Como representar redes bimodais

A estrutura das redes bimodais pode ser representada de pelo menos de três maneiras: por uma matriz retangular, por um gráfico bipartido ou por um gráfico resultante de uma análise de correspondência. Neste ensaio serão mais explorados os dois primeiros tipos de representação.

Como descrever a estrutura das redes

As seguir é apresentado alguns dos descritores utilizados para caracterizar redes de interação.

Distribuição de grau. Os nós das redes podem ser classificados de acordo com o número de ligações que possuem, o que denomina-se grau do nó.
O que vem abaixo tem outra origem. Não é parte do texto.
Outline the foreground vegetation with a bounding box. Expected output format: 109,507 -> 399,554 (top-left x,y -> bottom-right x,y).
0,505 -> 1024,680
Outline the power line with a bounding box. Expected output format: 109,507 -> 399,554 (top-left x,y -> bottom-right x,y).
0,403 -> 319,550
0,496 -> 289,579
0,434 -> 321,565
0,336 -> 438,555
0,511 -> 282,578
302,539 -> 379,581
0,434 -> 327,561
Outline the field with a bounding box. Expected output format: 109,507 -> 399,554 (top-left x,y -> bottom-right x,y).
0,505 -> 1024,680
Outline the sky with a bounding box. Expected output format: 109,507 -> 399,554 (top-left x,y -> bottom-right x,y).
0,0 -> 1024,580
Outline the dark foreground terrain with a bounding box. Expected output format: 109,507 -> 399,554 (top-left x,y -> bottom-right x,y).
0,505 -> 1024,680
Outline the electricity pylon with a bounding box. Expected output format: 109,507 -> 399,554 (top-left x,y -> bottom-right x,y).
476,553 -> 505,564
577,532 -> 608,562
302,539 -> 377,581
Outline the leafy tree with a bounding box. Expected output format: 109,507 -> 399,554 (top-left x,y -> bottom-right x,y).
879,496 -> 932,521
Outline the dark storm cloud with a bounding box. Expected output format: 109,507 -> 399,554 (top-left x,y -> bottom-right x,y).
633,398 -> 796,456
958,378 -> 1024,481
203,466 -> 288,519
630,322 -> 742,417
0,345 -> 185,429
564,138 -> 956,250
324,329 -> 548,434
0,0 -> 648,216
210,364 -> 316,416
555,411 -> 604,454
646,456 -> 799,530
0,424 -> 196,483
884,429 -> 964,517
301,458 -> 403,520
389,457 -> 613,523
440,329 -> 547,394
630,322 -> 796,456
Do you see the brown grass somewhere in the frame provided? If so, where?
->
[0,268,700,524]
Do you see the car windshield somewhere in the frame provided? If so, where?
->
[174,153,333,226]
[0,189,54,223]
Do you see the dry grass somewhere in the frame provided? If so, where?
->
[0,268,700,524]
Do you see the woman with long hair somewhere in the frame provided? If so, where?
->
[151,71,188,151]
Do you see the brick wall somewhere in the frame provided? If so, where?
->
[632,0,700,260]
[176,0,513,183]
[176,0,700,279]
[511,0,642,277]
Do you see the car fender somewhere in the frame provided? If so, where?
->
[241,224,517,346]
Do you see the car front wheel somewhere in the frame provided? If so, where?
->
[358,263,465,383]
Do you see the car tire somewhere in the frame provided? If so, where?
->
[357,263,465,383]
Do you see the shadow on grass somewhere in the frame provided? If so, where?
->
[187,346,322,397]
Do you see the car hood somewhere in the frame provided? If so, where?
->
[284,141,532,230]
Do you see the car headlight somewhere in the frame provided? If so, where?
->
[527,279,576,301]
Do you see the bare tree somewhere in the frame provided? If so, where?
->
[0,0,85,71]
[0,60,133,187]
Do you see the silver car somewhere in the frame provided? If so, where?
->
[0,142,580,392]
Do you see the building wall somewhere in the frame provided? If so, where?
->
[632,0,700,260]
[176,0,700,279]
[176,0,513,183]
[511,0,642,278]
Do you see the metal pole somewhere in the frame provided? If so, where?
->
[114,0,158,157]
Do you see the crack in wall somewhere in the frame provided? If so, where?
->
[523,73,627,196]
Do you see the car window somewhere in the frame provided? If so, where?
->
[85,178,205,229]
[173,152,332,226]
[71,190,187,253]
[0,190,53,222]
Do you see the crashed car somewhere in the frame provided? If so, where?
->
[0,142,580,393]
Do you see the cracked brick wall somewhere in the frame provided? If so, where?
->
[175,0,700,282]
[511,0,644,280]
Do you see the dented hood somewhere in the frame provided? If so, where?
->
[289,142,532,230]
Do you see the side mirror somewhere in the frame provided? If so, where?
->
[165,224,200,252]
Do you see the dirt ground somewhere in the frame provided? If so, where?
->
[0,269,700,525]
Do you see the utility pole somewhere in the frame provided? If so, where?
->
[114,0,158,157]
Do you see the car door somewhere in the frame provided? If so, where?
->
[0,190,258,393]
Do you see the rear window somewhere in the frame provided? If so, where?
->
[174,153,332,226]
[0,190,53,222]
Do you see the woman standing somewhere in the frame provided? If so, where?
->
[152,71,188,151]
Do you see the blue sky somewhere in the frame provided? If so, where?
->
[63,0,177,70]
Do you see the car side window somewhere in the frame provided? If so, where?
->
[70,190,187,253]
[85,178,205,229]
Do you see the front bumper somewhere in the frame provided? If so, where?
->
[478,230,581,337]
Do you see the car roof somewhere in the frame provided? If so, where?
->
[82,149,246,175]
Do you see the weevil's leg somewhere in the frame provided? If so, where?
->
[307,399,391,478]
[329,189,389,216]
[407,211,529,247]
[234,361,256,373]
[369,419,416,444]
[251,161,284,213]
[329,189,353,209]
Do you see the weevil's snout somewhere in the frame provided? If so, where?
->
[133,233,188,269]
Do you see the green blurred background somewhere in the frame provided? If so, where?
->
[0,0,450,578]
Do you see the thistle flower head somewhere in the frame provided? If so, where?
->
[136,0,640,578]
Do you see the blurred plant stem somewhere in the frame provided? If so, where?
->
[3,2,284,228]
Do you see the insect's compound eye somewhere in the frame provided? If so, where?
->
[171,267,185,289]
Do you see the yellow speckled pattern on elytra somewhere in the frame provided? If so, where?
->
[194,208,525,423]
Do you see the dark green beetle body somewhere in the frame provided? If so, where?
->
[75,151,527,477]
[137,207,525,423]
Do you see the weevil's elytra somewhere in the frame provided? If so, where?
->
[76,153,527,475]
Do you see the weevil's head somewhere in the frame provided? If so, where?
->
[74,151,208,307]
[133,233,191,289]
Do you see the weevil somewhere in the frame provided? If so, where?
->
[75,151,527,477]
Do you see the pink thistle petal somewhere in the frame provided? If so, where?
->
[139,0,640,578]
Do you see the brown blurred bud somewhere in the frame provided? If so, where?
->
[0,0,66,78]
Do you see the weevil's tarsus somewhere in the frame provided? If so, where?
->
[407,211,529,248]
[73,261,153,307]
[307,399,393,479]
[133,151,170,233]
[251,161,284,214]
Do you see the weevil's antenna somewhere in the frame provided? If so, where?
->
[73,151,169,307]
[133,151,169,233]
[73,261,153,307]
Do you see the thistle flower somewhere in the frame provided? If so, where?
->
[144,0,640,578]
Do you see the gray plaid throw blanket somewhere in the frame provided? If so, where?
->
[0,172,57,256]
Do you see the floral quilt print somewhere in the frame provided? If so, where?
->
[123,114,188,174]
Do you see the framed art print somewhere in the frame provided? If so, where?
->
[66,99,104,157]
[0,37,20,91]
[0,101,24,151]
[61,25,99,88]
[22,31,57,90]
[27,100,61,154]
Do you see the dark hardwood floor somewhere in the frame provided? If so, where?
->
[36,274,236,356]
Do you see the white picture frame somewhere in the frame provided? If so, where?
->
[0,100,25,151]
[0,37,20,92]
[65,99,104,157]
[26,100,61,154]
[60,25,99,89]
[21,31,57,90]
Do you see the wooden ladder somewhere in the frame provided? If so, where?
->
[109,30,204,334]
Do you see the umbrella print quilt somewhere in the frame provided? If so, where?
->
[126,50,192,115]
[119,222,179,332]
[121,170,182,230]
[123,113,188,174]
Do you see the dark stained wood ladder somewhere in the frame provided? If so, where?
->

Entre os descritores utilizados para caracterizar a estrutura de redes bipartidas está a distribuição de grau, que nada mais é do que a distribuição de freqüência do número de ligações por nó.

Aninhamento. Trata-se da tendência de espécies pouco conectadas (especialistas) interagirem com um subconjunto de parceiros de interação de espécies muito conectadas (generalistas). Se considerarmos como exemplo uma rede mutualística de plantas e polinizadores, em uma rede aninhada há um núcleo de plantas e animais generalistas que interagem entre si. Além disso, plantas especialistas tendem a interagir com animais generalistas e vice e versa.

Dependência e assimetria. Além de descritores quantitativos, as redes também podem ser descritas a partir de dados quantitativos. Em redes mutualísticas a dependência de uma planta em relação a um animal pode ser estimada a partir da freqüência relativa de visitas. Também é possível calcular um índice de assimetria para cada par de interação, que corresponde à dissimilaridade relativa entre a dependência das duas espécies do par. A partir disso é possível caracterizar a rede a partir da distribuição de freqüência de assimetria. Força da espécie. É a extensão quantitativa do grau da espécie, e pode ser definida como a soma das dependências dos animais em relação a uma espécie planta e vice e versa. Representa uma medida quantitativa da importância de uma espécie para o conjunto de espécies com as quais ela interage.

A partir dos tipos de representação e dos descritores de estrutura acima exposto, são identificados alguns padrões de estrutura de redes bimodais: gradientes, assembléias compartimentadas e assembléias aninhadas, além de possíveis combinações entre alguns destes tipos.

O padrão de gradiente seria encontrado nos casos em que a extremidade da amplitude de distribuição do hospedeiro e do parasita, por exemplo, se sobrepõem em um padrão cíclico. Em uma matriz de interação ordenada adequadamente, um padrão de gradiente seria representado por um conjunto de interações que se estende continuamente ao longo da diagonal. Em um gráfico bipartido, o gradiente seria representado por séries conectadas uniformemente, sem a formação de grupos ou descontinuidades. Este é provavelmente o padrão de estrutura de redes menos descrito na natureza, pelo menos quando tratamos de relações animal-planta. Embora em muitos casos a comunidade de plantas responda ao gradiente ambiental, não necessariamente os animais respondem de acordo com a distribuição de suas parceiras.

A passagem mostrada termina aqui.